Die Senkung der Staatsausgaben für Investitionen und Leistungen an sozial Schwache hat hingegen dazu beigetragen, die Konjunktur während des Abschwungs weiter abzuwürgen. Die Regierung könnte heute die Krise mildern, wenn sie in die Schaffung von Arbeitsplätzen investieren würde, statt im öffentlichen Dienst Jobs zu streichen. Das nötige Geld wäre vorhanden, würden die Steuersenkungen für Unternehmen und Reiche der Regierungen Kohl und Schröder rückgängig gemacht.

Mit dieser Politik wirtschaftliche Krisen zu überwinden, versuchten jedoch schon die westdeutschen Regierungen Brandt und Schmidt in den 70er Jahren. Dadurch wurden Wirtschaftskrisen abgeschwächt, doch die Staatsschulden und die Preise stiegen gewaltig. Die erzielte Mischung aus wirtschaftlicher Stagnation und preislicher Inflation ist seither als Stagflation bekannt und gefürchtet.

Da die Wirtschaft heute stark globalisiert ist, würden höhere Staatsausgaben vor allem zu mehr Importen führen. Um eine nennenswerte Zahl von Arbeitsplätzen in Deutschland zu schaffen, müssten diese Ausgaben so langfristig und groß sein, dass Unternehmen in neue Produktionsanlagen investieren. Das ließe sich nur von mehreren europäischen Staaten gemeinsam finanzieren.
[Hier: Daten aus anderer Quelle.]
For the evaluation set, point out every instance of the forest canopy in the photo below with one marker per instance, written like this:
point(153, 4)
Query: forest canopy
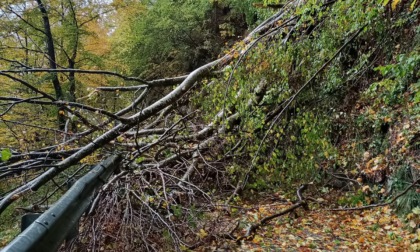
point(220, 110)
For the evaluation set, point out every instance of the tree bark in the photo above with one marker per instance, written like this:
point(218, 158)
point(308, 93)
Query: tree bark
point(51, 60)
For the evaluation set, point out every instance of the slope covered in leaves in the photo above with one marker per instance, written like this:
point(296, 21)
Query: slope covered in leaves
point(321, 94)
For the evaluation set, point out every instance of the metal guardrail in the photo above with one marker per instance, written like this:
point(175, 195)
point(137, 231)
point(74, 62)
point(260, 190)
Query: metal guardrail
point(48, 232)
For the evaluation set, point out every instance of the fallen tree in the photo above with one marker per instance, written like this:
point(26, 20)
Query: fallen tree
point(177, 157)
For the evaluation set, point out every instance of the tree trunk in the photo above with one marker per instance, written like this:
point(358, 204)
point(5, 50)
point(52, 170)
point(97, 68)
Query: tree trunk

Mehr Arbeitsplätze könnten auch dann geschaffen werden, wenn die Regierung Banken, Konzerne und Reiche in größerem Umfang gesetzlich dazu zwänge, in Arbeit zu investieren, statt ihr Geld in Steuerparadiese zu schaffen. Keynes zog schon in den 20er Jahren die Folgerung, dass die Investitionsentscheidungen vergesellschaftet werden müssten.

Obwohl ein staatliches Investitionsprogramm sicherlich nützlich wäre, bleibt die Frage, wie es politisch durchgesetzt werden könnte. Denn Konzerne haben in der Geschichte immer wieder bewiesen, dass sie sich weder von Wissenschaftlern noch von Politikern überzeugen lassen, ihr Kapital zum Nutzen der Menschen einzusetzen.